The colonial worldview had many layers of hierarchy. At the summit were the elites. Below them were women, peasants, slaves, and the colonized. Beneath the humans were animals. Some critters, like dogs, cats, and horses, had special status. If they obediently submitted to human domination, they were not meat. Below them were meat class animals that had no consciousness. Especially despised were man-eating animals, and critters that molested human property. They were mercilessly exterminated. Beneath animals was the plant world, a far older realm.
The foundation of the dominant worldview was human supremacy, and this mode of thinking had been the driving force behind a growing tsunami of ecological devastation. Plumwood saw two alternatives to supremacist thinking.
(1) Ecological animalism was the realm of crocodiles, Aborigines, our wild ancestors, and the rest of the natural world. All life was food, including humans. In an ecosystem, “we live the other’s death, die the other’s life.” Our bodies belonged to the ecosystem, not to ourselves. The spirits of animate and inanimate beings had equal significance.
(2) Ontological veganism did not believe in using animals or eating animal foods. This ethic was an offshoot of human supremacy. It did not condemn the dogma of human/nature dualism. It denied that humans were meat, despite the fact that a number of large predators have been dining on us for countless centuries. It believed that animals were worthy of moral consideration, but the plant people were not.
Ontological veganism was queasy about predation; it would prefer a predator-free world. It believed that human hunting was cultural (animal abuse), while animal predation was natural (instinctive). But every newborn human has a body carefully designed by evolution for a life of hunting. We are capable of smoothly running for hours on two legs, and we have hands, arms, and shoulders that are fine-tuned for accurately throwing projectiles in a forceful manner. What you see in the mirror is a hunter.
Plumwood was a vegetarian because she believed that the production of meat on factory farms was ethically wrong. She had no problems with Aborigines hunting for dinner. All of the world’s sustainable wild cultures consumed animal foods. She was well aware that her plant food diet was not ecologically harmless.
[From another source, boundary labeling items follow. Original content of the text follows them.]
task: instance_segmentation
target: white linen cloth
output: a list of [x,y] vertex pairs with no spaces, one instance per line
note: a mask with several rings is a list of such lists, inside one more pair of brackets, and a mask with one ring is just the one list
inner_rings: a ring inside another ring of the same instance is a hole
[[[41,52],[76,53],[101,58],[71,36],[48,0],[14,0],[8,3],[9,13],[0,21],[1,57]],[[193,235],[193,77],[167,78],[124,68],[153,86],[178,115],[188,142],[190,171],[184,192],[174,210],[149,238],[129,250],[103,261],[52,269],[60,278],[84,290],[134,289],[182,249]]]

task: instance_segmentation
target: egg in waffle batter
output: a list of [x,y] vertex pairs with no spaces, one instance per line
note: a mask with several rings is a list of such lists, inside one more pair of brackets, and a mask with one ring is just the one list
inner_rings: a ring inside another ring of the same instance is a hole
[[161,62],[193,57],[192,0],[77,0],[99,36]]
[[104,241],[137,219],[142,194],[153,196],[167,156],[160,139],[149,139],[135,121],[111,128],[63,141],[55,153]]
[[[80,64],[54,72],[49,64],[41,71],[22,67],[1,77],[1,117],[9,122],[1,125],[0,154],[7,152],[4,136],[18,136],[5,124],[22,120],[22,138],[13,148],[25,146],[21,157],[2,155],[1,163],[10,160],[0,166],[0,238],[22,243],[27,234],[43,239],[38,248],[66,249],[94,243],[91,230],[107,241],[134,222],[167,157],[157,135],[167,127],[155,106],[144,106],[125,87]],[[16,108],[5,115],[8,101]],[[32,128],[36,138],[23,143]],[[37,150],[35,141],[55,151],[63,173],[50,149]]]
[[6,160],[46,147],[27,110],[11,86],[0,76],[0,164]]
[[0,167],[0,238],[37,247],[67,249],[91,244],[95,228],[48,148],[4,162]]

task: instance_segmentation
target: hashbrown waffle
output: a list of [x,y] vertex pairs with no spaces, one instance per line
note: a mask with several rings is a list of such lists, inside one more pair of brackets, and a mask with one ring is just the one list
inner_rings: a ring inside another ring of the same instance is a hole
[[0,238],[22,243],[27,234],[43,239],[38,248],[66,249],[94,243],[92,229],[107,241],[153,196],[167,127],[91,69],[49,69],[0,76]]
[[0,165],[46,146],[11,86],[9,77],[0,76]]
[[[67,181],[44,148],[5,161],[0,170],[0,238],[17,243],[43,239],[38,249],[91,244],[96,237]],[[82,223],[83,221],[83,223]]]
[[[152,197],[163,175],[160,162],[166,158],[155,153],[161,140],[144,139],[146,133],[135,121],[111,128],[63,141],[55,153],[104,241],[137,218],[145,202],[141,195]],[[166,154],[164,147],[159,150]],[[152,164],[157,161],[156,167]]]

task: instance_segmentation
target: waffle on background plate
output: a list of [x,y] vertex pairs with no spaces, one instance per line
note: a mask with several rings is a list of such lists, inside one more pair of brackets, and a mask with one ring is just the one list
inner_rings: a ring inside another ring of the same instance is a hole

Cultures rooted in human supremacy have achieved remarkable success at rubbishing entire ecosystems. This is not about flawed genes. It’s about a bunch of screwy ideas that we’ve been taught. Sustainable cultures perceive reality in a radically different way. Luckily, software is editable. Plumwood recommended that creative communicators bring new ideas to our dying culture; stories that help us find our way home to the family of life. This is an enormous challenge.
Plumwood also wrote an essay, Prey to a Crocodile, which is not in the book. It provides a detailed discussion of the attack. The rangers wanted to go back the next day, and kill the crocodile. She strongly objected. The crocodile had done nothing wrong. Predation is normal and healthy. She had been an intruder.
A free PDF of the entire contents of The Eye of the Crocodile is available online. It’s just 111 pages. A paperback edition is still in print.
Plumwood, Val, The Eye of the Crocodile, Australian National University Press, Canberra, 2012, ed. Lorraine Shannon.